How are these effects brought into play? Perhaps the presence of a company commander can allow platoons to combine their attack values, even when coming from different hexes. At the operational level, artillery might get added into an attack, rather than being resolved as its own separate attack, or a reserve unit is granted a movement bonus if the headquarters is in position to release it at the appropriate time in the battle. And at the theater/strategic level, a headquarters unit might increase the lethality of an airstrike, or grant additional strikes based on their ability to control the aircraft.

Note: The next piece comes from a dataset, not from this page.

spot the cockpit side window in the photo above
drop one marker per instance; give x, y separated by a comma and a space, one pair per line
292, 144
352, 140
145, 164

As with many real-world combat command situations, the tabletop equivalent is functionally very different. Where headquarters and command posts are a constant-motion blur of decision-making, situation updates, plan changes, and information shared among a variety of people, each with their own area of expertise. Wargamers juggle all of these rolls in their won heads, playing many roles in the span of a turn as they visualize the battlefield and mentally compare it to their original plan before deciding what to change, and how. Once the decisions are made, and the changes set in motion, actual headquarters units in a wargame can be used to integrate the tools available to the player in the game. Similarly, headquarters units can be used to synchronize combat power during tabletop combat, maximizing the interaction effects of the units to make life as miserable as possible for your opponent. Just don’t leave them unprotected. Headquarters units hate to get attacked.